Par Philippe Verseils, secrétaire général de la MPEF
Peut-on alors encore se revendiquer comme mission populaire évangélique ?
Déjà certaines mairies ou services publics nous demandent de passer ce mot sous silence et peut-être, effectivement, pour éviter toute confusion entre ces mouvements prosélytes sectaires et le nôtre, pourrions-nous, pourquoi pas, le remplacer par le mot plus neutre aujourd’hui de protestant ?
Mais il me semble pourtant que la question est plus qu’une simple question de formulation ou de clarification. Elle nous interpelle plus profondément et nous oblige à nous demander s’il n’existe pas un lien entre ces évangéliques et nous ?
Peut-on vraiment dire, même si l’on se distancie et s’oppose avec virulence sur le plan théologique, éthique, idéologique et politique, que ces églises évangéliques n’ont rien à voir avec nous ? Peut-on les cantonner aux soutiens plus que douteux et même contre nature qu’elles apportent aux dictateurs des temps modernes ou est-ce que la dynamique qu’elles incarnent n’est pas plus complexe ?

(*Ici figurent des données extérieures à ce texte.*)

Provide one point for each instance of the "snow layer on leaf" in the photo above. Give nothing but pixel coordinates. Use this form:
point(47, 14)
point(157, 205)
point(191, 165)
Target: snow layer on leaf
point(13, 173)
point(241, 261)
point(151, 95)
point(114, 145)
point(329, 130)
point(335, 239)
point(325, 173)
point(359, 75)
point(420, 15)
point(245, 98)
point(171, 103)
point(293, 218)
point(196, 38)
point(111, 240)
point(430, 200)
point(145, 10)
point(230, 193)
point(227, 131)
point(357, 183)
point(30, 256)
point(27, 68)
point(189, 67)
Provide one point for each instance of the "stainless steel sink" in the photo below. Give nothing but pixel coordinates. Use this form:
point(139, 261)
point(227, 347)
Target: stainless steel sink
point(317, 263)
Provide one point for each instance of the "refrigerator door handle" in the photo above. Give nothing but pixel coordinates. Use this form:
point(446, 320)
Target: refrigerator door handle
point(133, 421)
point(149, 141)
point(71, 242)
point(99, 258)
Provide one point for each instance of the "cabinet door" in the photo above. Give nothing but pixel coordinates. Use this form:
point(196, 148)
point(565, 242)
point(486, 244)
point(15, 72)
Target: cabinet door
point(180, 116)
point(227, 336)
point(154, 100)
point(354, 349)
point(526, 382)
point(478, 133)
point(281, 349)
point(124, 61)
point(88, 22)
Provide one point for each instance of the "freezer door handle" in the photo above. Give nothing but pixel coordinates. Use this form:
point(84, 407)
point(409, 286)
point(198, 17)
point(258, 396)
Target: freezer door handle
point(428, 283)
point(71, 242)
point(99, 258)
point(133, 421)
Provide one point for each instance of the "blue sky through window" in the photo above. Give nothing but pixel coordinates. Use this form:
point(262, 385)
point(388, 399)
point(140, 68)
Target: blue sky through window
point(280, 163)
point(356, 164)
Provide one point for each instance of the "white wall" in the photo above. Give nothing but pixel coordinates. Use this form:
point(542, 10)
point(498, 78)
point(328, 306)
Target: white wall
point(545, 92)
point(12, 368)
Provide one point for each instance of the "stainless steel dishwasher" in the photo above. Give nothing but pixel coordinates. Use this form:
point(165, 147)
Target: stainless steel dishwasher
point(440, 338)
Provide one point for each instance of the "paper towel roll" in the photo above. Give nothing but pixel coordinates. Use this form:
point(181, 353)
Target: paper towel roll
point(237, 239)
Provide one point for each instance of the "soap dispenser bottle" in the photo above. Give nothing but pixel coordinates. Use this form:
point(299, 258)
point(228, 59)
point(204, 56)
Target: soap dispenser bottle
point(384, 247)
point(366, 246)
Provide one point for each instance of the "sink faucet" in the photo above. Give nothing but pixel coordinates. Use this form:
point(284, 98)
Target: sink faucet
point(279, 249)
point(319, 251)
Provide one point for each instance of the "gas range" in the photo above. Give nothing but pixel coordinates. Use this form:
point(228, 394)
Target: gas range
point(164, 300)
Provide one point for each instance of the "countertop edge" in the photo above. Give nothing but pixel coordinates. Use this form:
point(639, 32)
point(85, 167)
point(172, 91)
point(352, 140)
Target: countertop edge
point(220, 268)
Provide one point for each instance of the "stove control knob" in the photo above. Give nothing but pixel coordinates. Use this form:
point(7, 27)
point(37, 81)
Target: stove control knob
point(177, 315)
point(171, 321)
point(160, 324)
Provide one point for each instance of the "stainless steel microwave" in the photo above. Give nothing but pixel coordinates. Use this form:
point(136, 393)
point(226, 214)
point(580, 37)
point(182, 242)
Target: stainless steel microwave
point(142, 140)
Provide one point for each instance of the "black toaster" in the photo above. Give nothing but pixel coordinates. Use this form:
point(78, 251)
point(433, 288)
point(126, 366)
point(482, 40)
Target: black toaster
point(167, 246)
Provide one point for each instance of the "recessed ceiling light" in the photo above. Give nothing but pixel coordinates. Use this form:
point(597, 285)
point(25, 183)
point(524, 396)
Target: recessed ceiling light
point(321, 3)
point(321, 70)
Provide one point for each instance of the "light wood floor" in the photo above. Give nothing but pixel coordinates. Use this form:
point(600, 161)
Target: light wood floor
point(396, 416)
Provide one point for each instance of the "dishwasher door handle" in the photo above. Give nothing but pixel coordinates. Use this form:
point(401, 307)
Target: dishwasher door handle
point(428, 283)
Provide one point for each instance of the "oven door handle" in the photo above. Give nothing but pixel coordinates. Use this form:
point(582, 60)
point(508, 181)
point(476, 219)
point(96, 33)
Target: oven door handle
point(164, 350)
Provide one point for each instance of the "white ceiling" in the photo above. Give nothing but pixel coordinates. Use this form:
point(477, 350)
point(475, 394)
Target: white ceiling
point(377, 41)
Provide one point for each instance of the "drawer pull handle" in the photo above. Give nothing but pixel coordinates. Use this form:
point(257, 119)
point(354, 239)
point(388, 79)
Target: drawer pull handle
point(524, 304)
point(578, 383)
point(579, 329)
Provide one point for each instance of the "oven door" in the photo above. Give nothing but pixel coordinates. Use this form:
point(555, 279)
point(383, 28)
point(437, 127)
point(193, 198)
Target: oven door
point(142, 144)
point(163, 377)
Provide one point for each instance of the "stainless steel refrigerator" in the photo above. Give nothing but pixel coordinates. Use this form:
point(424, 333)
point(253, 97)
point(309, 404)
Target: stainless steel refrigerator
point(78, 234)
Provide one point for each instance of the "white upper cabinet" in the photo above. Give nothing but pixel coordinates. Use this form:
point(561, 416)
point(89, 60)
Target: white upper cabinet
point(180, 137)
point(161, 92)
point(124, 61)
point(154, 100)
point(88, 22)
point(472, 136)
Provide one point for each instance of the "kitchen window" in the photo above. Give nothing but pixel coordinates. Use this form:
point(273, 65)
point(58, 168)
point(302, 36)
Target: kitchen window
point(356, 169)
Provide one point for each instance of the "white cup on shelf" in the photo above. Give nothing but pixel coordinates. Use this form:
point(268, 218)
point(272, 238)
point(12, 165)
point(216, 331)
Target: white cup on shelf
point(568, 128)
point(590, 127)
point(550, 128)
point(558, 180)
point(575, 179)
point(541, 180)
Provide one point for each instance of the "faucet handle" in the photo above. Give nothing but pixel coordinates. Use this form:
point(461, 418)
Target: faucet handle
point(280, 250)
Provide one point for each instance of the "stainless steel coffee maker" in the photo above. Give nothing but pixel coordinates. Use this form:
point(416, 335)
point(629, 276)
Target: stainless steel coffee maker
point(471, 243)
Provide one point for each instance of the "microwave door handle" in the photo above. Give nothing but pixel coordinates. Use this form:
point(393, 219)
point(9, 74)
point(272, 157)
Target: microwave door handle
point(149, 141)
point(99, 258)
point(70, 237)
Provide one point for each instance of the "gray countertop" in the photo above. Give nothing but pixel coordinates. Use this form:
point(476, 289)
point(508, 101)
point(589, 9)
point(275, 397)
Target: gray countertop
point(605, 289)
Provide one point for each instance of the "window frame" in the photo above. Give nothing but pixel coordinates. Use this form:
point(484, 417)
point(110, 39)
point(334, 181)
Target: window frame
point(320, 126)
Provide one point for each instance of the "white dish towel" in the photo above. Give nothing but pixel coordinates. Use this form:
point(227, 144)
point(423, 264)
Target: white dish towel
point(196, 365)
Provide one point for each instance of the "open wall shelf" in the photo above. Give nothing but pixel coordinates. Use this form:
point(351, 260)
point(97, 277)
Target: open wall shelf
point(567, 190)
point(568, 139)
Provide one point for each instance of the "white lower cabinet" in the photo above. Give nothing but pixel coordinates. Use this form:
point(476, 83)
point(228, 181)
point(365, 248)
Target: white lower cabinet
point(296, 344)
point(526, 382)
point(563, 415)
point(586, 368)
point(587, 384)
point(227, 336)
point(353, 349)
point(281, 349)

La mission populaire évangélique de France est issue du mouvement du réveil et de la vision missionnaire et d’évangélisation du pasteur écossais Robert Mac All. Et même si la mission populaire a beaucoup évolué dans ses actions, son fonctionnement et ses objectifs et si les salles d’évangélisation ont petit à petit laissé la place à des structures à caractère social, peut-on dire que nous n’avons rien à voir avec ces églises évangéliques en pleine expansion au sein des milieux les plus populaires et déshérités d’Amérique latine, d’Afrique ou d’Asie ? N’est-ce pas aussi au même Évangile que nous nous référons ?
Peut-être au fond que ces églises évangéliques font ressurgir notre « part du diable » 1 comme la nomme Michel Maffesoli. Dans l’ouvrage qui porte ce titre, il dit que la pire dérive totalitaire vient de la volonté illusoire d’extirper le mal et de croire en une pureté atteignable individuelle comme collective. Pour lui, s’il ne s’agit pas de s’accommoder du mal ni de cesser de le combattre, croire qu’un jour il puisse être éradiqué est la pire dérive qui mène à tous les intégrismes, rigorismes, moralismes et radicalismes.
Nommer et reconnaître sa toujours présente « part du diable » peut nous permettre de mener, avec lucidité et humilité, notre vrai engagement pour la vie, la justice… et l’Évangile.